A personal safety app or SOS app is a mobile application which can be used to aid personal safety. Such apps received increased prominence in the media after the 2012 Delhi gang rape case and consequent protests against "brutal rapes, molestation and mistreatment of women". Technology, including social and mobile tools, are playing an important role in improving overall personal safety, with technologies such as GPS, SMS, video, alerts, alarms, and more, allowing a user in distress to alert bystanders and close friends.

Features 
While most personal safety apps are offered as freeware, some are either distributed as a freemium app with paid features which can be unlocked through in-app purchases, supported through advertising, or marketed as paid applications. These include various features, including sending text messages, e-mails, IMs, or even Tweets to close friends (containing approximate location,) or emitting a loud intermittent "shrill whistle" in the manner of a rape alarm. Additional features include geofencing and preventive alerts. Some apps allow to customize the alert message sent and the ringtone that signals the reception of a new alert.

They normally include different triggering mechanisms to cope with different emergency situations. Common triggering mechanisms include pressing and holding the phone's switch button for a few seconds, shaking the phone vigorously, tapping on an alert button, and even loud screaming sound which the app can detect. When the alert signal is triggered, these apps automatically go to work, sending text messages and emails with exact location of the user to emergency contacts listed on the app.

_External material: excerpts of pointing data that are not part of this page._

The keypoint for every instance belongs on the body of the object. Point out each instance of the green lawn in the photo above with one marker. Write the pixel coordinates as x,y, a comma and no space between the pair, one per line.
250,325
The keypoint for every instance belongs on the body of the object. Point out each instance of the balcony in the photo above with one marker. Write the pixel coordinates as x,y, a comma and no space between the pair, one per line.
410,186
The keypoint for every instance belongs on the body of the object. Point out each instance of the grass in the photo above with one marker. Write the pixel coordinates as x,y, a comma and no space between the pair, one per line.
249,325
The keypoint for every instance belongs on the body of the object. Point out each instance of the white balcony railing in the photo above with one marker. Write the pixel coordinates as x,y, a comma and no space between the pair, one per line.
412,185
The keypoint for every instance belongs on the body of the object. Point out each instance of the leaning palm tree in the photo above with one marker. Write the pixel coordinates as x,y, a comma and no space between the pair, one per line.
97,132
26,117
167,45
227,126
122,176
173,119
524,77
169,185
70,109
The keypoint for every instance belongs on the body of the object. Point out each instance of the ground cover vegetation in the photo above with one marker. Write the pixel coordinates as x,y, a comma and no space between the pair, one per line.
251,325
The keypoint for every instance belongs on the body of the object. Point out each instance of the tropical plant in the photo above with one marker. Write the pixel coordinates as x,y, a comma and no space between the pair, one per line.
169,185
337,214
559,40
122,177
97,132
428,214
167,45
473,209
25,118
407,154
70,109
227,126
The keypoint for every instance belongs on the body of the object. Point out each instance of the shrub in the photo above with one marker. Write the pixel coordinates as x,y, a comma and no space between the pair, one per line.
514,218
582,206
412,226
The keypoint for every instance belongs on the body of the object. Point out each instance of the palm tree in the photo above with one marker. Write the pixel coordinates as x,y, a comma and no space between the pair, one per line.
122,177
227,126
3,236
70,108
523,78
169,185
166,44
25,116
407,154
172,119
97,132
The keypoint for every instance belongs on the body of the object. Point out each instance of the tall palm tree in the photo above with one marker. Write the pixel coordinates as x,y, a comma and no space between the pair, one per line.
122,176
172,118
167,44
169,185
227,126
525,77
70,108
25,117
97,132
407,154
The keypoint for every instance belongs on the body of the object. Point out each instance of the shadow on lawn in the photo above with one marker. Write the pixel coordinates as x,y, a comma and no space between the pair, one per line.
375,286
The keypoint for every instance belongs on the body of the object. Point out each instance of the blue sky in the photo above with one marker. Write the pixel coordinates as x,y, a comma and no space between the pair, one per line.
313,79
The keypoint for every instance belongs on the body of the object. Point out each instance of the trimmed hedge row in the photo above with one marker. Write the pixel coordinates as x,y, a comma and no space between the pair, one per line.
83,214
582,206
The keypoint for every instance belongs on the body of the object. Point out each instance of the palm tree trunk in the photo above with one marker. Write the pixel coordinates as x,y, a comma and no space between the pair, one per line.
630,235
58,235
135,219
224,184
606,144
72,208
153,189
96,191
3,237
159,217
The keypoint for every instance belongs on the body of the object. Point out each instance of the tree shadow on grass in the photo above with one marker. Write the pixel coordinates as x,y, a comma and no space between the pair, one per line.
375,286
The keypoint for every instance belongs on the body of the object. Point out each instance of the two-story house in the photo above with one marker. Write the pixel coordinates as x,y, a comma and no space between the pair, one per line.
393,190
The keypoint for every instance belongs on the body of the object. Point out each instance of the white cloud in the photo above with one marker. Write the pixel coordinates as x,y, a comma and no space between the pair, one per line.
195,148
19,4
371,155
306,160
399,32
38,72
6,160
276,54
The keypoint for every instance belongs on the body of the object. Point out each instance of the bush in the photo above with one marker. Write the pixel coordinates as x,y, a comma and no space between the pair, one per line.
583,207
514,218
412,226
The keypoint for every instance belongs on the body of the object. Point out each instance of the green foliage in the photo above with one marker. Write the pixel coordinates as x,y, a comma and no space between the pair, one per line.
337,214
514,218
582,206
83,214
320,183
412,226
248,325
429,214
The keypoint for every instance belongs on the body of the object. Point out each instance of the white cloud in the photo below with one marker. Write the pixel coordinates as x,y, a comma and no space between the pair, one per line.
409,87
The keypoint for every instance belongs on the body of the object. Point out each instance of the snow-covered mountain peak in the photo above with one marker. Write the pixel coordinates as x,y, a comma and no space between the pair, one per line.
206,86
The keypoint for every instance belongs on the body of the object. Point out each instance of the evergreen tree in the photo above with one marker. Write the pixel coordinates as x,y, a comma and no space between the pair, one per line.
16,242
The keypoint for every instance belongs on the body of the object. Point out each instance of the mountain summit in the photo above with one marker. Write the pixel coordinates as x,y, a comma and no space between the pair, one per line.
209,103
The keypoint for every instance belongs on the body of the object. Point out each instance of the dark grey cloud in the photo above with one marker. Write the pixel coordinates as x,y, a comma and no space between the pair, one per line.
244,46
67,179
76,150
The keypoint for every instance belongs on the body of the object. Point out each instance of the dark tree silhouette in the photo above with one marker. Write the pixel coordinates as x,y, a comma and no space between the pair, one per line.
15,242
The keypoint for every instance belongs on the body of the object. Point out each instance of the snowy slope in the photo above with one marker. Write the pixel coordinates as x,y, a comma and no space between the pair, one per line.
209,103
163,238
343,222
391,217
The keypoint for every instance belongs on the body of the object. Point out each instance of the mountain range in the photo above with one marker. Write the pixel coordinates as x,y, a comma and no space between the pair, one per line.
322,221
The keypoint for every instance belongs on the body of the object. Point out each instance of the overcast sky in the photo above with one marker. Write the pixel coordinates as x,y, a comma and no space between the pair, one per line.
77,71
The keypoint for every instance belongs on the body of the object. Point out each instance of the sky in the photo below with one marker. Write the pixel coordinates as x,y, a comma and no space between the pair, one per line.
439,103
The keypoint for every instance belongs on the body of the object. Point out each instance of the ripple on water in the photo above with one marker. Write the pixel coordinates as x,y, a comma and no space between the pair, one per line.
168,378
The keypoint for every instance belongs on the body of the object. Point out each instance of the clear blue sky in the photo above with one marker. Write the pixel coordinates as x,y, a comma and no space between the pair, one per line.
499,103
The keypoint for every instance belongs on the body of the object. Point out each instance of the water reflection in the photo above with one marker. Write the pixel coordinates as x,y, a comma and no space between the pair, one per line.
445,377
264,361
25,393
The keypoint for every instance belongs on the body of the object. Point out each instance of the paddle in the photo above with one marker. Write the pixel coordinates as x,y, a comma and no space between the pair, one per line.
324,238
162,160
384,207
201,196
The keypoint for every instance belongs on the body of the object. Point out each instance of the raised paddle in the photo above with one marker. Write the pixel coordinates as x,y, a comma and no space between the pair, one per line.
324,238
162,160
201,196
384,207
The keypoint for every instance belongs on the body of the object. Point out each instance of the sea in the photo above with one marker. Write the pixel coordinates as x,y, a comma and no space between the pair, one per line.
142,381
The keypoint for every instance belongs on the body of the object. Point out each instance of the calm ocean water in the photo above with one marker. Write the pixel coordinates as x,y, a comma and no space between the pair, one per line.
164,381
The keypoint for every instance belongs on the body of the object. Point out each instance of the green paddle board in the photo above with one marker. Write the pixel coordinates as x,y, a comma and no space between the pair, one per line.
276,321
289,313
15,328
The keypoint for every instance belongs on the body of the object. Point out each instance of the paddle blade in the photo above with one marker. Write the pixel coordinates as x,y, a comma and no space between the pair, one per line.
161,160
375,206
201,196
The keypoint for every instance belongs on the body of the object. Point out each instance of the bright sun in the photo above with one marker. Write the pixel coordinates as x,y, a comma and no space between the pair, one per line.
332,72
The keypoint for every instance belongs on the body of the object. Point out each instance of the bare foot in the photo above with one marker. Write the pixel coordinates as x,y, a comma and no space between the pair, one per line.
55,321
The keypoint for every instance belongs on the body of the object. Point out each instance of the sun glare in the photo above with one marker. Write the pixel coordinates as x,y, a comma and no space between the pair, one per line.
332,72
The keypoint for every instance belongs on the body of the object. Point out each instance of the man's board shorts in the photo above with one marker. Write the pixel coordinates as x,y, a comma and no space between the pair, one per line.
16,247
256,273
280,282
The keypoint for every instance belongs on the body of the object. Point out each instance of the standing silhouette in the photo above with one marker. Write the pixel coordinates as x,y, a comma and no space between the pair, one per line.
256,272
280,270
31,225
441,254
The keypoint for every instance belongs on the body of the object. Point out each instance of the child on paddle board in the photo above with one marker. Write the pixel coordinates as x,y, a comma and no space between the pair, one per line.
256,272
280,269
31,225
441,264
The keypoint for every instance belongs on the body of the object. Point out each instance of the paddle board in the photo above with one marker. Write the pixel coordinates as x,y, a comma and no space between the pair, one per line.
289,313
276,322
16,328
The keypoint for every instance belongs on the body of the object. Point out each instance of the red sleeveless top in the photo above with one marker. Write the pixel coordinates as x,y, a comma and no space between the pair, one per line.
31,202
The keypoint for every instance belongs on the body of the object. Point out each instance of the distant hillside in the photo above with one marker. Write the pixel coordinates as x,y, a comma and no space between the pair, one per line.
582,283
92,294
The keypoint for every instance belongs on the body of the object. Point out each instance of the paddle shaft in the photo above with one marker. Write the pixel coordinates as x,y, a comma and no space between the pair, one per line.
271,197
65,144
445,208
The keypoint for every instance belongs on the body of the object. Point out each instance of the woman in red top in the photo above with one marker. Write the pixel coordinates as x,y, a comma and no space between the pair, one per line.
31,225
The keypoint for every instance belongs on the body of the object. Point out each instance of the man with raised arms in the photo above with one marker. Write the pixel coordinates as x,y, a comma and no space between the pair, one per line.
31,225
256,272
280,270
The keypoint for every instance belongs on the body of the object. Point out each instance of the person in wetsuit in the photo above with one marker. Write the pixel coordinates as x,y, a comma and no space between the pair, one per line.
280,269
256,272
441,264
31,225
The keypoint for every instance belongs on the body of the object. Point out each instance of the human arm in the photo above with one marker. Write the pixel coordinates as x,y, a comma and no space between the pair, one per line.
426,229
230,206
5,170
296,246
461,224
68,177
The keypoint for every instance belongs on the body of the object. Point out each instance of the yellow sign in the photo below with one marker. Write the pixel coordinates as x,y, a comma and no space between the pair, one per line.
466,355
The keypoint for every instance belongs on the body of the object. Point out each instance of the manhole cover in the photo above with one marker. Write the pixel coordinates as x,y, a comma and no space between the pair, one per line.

In April 2016, the Indian government mandated that all cellphones sold in the country must contain a panic button function by 2017, activated through either a dedicated button or pressing the power key three times.

Popular Examples

Digital Chaperones 
Apps such as these allow people to keep an eye on one another and mimic chaperones in a way. This revolutionary kind of software application has the ability to empower individuals through their personal safety.

Reception 

Clinical research associate at BGS Global Hospital, Denet Pradeep, was of the opinion in early 2013 that such apps are ineffective without modification.

One Indian media professional noted the vague location information and the sometimes convoluted functionality, saying "You'd rather run away than [scroll to and] activate [the app]." She suggested that developers incorporate functionality which doesn't rely on the internet, because of the poor 3G connectivity in India in 2012.